Soal perbedaan motif seragam batik memang tidak ada aturan yang jelas. “Itu hanya untuk membedakan kelas saja kok,” kata Shohibur.

Fitri Ayu Prasetyo adalah anak Untung Budi Raharjo, seorang penarik becak yang tinggal di sebuah rumah papan warisan keluarga di Jl Sidokapasan IV. Di dindingnya tertempel stiker tanda penghuninya keluarga miskin. Lantai semen juga sekaligus menjadi tempat tidur bagi keluarga itu. Keluarga Fitri tak sanggup membayar kontan tetapi bersedia mengangsur pembayaran seragam.

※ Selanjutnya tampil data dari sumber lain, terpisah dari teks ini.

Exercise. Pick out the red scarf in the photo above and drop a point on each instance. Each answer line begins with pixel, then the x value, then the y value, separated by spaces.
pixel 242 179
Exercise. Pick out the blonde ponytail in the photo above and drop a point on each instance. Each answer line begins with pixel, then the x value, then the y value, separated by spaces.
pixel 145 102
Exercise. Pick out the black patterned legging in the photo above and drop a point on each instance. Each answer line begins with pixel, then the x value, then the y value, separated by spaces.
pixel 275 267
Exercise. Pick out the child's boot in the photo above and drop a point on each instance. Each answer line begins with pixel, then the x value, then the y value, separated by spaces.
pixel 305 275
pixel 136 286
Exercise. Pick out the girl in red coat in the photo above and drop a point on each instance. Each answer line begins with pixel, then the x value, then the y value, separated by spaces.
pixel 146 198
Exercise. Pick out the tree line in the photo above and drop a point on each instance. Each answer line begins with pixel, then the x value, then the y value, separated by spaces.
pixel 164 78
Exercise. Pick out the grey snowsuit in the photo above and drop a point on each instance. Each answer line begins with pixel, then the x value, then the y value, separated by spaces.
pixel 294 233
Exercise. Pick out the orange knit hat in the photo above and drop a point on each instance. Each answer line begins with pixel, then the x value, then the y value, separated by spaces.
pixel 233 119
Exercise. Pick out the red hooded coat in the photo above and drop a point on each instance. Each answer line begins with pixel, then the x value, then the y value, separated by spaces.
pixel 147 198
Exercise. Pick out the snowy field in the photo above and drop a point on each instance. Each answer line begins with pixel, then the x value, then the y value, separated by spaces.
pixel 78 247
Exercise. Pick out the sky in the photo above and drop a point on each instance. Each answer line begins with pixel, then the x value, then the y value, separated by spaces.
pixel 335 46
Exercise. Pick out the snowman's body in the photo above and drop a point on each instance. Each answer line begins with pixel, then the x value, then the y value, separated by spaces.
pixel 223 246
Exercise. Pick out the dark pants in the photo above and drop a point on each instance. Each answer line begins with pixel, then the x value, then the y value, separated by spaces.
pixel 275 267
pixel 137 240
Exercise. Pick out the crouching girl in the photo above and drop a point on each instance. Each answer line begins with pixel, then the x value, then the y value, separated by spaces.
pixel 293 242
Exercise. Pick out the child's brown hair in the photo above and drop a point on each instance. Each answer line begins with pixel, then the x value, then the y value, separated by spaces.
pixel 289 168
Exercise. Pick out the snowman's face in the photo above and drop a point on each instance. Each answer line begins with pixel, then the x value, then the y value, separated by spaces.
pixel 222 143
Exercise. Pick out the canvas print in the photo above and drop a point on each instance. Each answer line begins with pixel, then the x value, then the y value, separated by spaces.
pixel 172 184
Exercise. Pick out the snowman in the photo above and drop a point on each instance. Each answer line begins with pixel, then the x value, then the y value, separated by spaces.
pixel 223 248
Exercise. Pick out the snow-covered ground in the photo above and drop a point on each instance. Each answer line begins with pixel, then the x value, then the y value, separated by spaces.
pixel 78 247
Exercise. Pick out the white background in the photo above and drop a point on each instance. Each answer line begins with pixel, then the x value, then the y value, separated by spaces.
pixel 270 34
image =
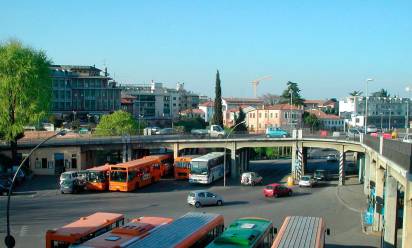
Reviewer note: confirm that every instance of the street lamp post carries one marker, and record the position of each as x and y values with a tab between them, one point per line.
9	240
408	89
224	160
291	104
366	107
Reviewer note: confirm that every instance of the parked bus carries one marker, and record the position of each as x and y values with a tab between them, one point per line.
83	229
301	231
208	168
134	174
126	235
165	161
246	232
182	166
190	230
98	178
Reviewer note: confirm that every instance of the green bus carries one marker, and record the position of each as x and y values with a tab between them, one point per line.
246	232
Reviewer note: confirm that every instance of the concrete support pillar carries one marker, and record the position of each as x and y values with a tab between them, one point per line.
407	216
175	150
379	186
391	199
294	162
304	159
342	167
234	168
366	177
124	153
129	152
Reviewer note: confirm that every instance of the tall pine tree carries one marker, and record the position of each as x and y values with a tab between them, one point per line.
218	113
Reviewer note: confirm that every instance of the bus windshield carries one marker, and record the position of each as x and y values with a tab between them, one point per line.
97	176
182	164
199	167
118	176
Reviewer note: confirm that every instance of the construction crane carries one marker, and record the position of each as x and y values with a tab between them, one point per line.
256	82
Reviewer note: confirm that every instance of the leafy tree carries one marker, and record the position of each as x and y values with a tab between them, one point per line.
356	93
117	123
311	120
187	124
25	90
293	88
381	93
241	117
270	98
218	113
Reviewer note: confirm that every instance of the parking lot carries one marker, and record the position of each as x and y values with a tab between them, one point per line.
39	206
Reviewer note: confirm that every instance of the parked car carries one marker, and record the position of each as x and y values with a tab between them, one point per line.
276	190
407	138
212	131
275	132
250	178
68	176
321	175
371	129
307	181
331	157
199	198
5	183
353	133
71	186
165	131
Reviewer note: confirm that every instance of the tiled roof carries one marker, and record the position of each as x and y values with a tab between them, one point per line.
192	111
208	104
323	115
284	106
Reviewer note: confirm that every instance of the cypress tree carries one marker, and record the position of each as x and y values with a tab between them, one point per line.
218	113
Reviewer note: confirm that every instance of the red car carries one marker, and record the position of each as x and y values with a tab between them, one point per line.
275	190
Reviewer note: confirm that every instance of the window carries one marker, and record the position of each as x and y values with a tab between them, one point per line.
44	163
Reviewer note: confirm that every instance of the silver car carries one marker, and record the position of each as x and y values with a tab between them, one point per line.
199	198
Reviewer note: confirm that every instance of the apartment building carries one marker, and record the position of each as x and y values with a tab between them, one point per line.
278	115
82	90
385	112
155	102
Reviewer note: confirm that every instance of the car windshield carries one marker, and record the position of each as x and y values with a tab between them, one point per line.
199	167
66	183
97	176
118	176
65	176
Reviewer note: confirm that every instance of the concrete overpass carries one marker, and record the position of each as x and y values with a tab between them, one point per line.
385	165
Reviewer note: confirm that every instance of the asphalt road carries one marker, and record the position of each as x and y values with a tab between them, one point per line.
40	206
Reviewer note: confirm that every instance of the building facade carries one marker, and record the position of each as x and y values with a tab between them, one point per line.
385	112
155	102
81	90
328	121
278	115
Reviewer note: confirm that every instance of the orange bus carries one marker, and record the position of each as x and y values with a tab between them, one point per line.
134	174
182	166
303	231
83	229
165	161
98	178
190	230
128	234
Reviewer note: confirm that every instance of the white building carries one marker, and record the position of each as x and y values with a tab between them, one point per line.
385	112
154	101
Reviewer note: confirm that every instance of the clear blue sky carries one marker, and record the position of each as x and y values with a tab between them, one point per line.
328	47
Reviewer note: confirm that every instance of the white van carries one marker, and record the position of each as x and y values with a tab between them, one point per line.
250	178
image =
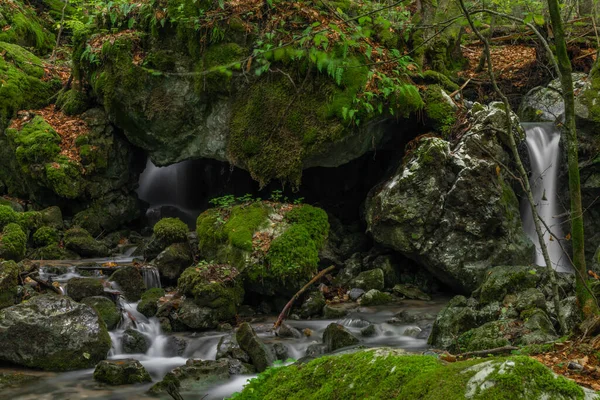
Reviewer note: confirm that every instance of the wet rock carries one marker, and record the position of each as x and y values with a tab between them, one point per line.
375	298
479	212
134	342
194	376
367	280
106	309
130	282
355	293
288	331
331	312
61	334
9	280
148	306
259	354
81	242
369	331
80	288
172	261
410	292
313	304
336	336
121	372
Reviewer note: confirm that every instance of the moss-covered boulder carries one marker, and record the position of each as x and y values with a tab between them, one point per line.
121	372
81	242
62	335
217	287
13	243
130	282
274	246
172	261
260	355
387	373
106	309
462	187
9	280
149	303
80	288
45	236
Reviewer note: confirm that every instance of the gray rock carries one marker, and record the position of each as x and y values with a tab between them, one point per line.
121	372
367	280
449	210
134	342
355	293
52	333
259	354
336	336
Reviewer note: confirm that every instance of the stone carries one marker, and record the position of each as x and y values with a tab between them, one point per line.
410	292
63	335
288	331
130	282
375	298
312	305
248	341
336	336
121	372
106	309
367	280
449	210
80	288
172	261
134	342
355	293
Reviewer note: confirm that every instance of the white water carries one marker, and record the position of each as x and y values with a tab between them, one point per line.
543	144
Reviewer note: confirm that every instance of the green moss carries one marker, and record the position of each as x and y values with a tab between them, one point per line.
368	375
13	243
45	236
171	230
440	114
149	303
72	102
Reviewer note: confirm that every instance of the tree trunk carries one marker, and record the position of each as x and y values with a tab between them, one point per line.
585	300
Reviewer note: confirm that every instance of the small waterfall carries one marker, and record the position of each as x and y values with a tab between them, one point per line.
151	277
543	144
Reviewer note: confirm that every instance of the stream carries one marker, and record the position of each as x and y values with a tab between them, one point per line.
159	359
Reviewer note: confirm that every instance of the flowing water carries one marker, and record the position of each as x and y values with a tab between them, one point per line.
543	145
161	356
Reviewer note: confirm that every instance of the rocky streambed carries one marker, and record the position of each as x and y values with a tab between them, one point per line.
217	366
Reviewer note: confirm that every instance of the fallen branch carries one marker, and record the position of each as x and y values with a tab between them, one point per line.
483	353
295	297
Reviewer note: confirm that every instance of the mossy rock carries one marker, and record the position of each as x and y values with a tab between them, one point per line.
121	372
13	243
45	236
80	288
388	373
81	242
149	303
130	282
171	230
9	280
106	309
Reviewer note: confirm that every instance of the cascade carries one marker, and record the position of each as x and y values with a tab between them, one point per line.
543	145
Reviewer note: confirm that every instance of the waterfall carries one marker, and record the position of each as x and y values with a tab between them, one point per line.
543	144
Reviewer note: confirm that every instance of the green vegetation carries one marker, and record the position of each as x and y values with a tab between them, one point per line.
171	230
367	374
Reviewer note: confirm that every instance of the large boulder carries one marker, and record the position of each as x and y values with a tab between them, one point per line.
274	246
121	372
53	333
386	373
453	210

Sebelumnya, peristiwa memilukan terkait kemiskinan dalam dunia pendidikan juga terjadi di Gresik, Jawa
Timur. Andika Imam Taufiq (9) warga Barat Sungai, Kotakusuma Sangkapura terpaksa membawa kursi plastik setiap ke sekolah SDN Kotakusuma Kecamatan Sangkapura Pulau Bawean, Kabupaten Gresik. Ini karena dia tak sanggup membayar “biaya kursi” yang diwajibkan pihak sekolah.

Mana janji janji para pejabat, politikus (anggota dewan) untuk masa depan anak bangsa ini melalui pendidikan yang layak?